投資マンション失敗
新築ワンルームマンションは売却するべき!? 「買ってしまった」対処法とは
新築ワンルーム物件を十分に検討することなく購入してしまい、「失敗した!」と後悔する人が後を絶ちません。購入後に後悔しはじめたとき、どのように対応すべきなのでしょうか。事例とともにご紹介します。
目次
新築ワンルームマンション購入を後悔する理由
勢いに乗ってしまった
少し話を聞くだけのはずが、営業担当者のセールストークに気圧され、気がつけば契約書にサインをしていた……という事例も少なくありません。同じ年に複数件の物件を購入している人もいます。営業担当者の中には、買い手に冷静に考える時間を与えることなく、「今買わないと大きなチャンスを逃してしまいますよ!」と決断を急がせる販売手法を採る人もいます。こうして流されるままに十分に検討せずに購入してしまうと、後々その判断を悔やむことになりかねません。
リスクについて知らなかった
営業担当者の精度の低いシミュレーションや、「損が出ることはない」といった説明を真に受けてしまう買い手も多いと言います。しかし、新築ワンルームにはさまざまなリスクがつきものです。心の準備もないままに家賃の低下や管理費の高騰、リフォームなどの維持費用の増大といった局面を迎え、思わぬマイナスの拡大でマンション経営に行き詰まるオーナーもいるのです。
価格の相場がわからない
「定価から割り引きします!」という提案を受け、営業担当者に勧められるままに購入してしまった、という人もいます。しかし、新築ワンルームの定価(分譲価格)は、そもそも中古の市場相場から乖離していることも少なくありません。こうした営業トークを鵜呑みにすることなく、自身で相場価格を調べることが大切です。
投資の経験がない
投資とひと口に言っても、株式や債券、FXなど、さまざまな種類があります。不動産投資もその1つです。不動産投資を始める場合でも、他の投資について一通りの知識を持っておくことは非常に重要です。営業担当者の説明を十分に理解できるだけの知識がなければ、リスクを回避することもままなりません。
新築ワンルームマンション投資の闇とは
不動産会社の担当者が退職してしまう
不動産会社は実力主義の厳しい環境です。中には「契約が取れればどのような手段でも構わない」と考える人さえいます。こうした担当者から購入してしまうと、「購入時に聞いていた話と違う!」と後悔するケースも多くあります。

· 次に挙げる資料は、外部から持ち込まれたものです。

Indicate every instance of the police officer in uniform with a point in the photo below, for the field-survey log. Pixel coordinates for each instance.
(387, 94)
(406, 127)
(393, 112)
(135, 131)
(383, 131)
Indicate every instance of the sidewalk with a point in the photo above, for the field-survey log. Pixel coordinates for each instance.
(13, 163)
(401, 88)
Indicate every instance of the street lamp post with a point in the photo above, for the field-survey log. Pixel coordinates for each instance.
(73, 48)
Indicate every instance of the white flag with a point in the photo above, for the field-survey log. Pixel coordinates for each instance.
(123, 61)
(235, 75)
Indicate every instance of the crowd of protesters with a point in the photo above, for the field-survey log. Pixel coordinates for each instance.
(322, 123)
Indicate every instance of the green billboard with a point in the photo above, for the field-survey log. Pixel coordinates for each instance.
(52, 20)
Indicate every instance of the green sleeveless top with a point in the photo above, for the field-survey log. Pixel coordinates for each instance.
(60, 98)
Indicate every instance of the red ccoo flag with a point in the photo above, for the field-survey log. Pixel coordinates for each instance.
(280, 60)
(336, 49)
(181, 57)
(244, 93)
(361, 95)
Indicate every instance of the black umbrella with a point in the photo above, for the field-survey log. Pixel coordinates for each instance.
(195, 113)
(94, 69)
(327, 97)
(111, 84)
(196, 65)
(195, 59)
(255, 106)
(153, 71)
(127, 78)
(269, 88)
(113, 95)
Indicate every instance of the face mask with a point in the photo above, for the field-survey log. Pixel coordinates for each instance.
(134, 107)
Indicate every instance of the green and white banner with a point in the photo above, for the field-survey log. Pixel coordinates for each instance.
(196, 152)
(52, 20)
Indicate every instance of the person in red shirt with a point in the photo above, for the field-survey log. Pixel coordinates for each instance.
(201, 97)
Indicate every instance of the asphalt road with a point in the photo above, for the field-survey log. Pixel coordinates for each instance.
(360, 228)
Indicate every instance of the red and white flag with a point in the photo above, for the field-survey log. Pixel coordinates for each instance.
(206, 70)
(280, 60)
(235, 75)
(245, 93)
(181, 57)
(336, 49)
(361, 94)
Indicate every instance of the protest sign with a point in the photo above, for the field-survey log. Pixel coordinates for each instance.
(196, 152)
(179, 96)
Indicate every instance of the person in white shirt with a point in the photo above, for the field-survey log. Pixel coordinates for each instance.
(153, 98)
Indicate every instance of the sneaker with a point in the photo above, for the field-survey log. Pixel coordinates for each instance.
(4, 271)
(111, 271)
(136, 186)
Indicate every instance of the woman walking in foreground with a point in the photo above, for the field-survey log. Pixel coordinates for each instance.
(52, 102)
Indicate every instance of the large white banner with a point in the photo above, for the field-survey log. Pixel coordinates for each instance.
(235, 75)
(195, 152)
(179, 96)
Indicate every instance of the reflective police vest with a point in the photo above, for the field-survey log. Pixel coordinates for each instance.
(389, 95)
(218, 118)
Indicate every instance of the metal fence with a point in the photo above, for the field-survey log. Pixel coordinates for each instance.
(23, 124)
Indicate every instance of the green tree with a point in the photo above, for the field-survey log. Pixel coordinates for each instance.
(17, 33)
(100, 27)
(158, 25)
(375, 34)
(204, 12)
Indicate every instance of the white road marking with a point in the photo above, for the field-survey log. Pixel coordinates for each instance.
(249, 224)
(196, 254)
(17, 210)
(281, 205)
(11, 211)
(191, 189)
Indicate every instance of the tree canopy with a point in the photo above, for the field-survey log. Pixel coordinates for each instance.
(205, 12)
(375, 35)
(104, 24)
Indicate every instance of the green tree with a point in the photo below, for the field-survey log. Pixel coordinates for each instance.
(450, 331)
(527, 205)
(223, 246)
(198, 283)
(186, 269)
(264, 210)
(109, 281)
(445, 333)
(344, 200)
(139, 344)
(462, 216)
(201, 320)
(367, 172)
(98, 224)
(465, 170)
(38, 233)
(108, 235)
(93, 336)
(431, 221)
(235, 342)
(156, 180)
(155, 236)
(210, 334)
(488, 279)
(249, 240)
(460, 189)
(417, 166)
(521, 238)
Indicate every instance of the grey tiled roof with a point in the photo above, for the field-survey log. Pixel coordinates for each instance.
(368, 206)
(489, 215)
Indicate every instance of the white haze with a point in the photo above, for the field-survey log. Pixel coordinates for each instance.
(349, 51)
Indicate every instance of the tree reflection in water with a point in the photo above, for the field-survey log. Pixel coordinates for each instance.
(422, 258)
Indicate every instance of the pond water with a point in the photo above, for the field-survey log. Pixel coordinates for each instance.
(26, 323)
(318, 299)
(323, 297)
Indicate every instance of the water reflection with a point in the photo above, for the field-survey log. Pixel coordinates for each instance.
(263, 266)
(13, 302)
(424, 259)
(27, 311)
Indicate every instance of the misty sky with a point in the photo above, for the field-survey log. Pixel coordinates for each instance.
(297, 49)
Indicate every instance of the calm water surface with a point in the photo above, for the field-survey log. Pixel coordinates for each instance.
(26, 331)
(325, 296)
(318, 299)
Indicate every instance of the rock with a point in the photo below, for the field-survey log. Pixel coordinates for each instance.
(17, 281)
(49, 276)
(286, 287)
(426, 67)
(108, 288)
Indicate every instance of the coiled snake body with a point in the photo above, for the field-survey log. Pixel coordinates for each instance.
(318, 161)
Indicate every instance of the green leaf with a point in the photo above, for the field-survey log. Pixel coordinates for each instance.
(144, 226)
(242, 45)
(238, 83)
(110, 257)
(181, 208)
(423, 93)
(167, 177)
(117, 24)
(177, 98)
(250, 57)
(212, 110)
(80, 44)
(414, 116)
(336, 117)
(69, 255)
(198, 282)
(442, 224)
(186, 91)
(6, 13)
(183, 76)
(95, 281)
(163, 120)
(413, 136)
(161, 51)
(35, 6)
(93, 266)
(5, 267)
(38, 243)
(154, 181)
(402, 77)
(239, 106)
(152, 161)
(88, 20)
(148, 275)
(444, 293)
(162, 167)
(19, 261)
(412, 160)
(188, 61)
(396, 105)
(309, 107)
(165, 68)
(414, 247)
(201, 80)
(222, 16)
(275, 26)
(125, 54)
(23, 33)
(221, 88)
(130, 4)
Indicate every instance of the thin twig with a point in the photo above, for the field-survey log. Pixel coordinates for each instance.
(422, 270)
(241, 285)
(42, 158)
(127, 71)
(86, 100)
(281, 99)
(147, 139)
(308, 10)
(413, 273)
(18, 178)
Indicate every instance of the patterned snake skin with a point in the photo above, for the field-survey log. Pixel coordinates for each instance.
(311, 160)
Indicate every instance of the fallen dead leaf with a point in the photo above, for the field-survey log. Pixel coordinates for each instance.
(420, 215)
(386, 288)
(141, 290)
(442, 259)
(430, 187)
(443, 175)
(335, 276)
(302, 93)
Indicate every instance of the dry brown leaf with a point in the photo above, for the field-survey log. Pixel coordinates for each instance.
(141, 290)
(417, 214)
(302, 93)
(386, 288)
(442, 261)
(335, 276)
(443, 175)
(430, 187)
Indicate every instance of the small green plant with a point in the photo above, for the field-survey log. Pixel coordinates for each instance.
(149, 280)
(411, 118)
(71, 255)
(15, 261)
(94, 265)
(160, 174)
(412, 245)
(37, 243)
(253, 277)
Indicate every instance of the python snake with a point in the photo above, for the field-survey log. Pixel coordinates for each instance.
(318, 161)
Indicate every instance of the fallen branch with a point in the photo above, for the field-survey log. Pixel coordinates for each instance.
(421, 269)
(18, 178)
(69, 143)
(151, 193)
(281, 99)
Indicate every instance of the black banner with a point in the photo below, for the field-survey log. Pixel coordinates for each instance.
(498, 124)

また、社員の入れ替わりも早く、購入時の担当者が気付けば退職していた、ということも少なくありません。購入時に営業担当者が話していたことが、後任に引き継がれるとは限りません。当時の約束が反故にされてしまった、ということもあるのです。
販売した会社が買い取らない
購入後に売却しようとして販売を担当した会社に連絡したものの、なかなか買い取ってくれない、といった事例も多く聞かれます。「売却すると損をしますよ」などと説得されてしまい、結局売却できなかったオーナーもいます。仮に買い取ってくれたとしても、新築物件は購入の翌日には価格が大きく下がります。3割以上価格が下がることもあるのです。
利益が出るのは業者だけ
新築ワンルーム投資では、オーナーにはまったく利益が出ず、販売した不動産会社や融資をした金融機関だけが利益を得た、というケースも多くあります。不動産会社は販売時の利益や、家賃集金代行等で利益を得られます。また、金融機関は金利による利益が生まれます。その分、オーナーが得られる利益は減り、むしろマイナスになることすらあります。
新築ワンルームマンション投資、失敗時の対処法
早期売却で処分
購入後、収支が悪化した場合、所有する期間が長期化するほどにマイナスは膨らんでいきます。金銭的な負担が続くだけでなく、精神的に大きなストレスも生じます。マイナスを補填するために自己資金を注入することになりますが、キャッシュがいつ尽きるかも分かりません。このような事態に陥った場合は、できる限り早期に売却をする方が良いことがほとんどです。売却のタイミングが早いほど、損失を少なく抑えられる可能性が高まります。
繰り上げ返済
一部繰り上げ返済をすることで、月々のキャッシュフローをプラスに転換できる可能性があります。繰り上げ返済を行う場合、購入後早めの時期から開始するほど、総返済額を抑えることができます。ただし、売買相場の変動や経年劣化による物件価格の低下などの条件も考慮しつつタイミングを決定しなければなりません。家賃が下がることでさらに繰り上げ返済が必要となることもあります。
物件を所有し続ける
ローンを完済するまで物件を所有し続けることも選択肢の1つです。ただし、マイナスを補うために自己資金で負担をする必要が生じます。支払額が高額化することもあるため、慎重に検討しましょう。月々の収支のマイナス分の補填だけではなく、リフォームや設備交換費用などを負担することも考慮に入れる必要があります。空室となれば収入はなくなるため、補填する金額が増えることも忘れてはいけません。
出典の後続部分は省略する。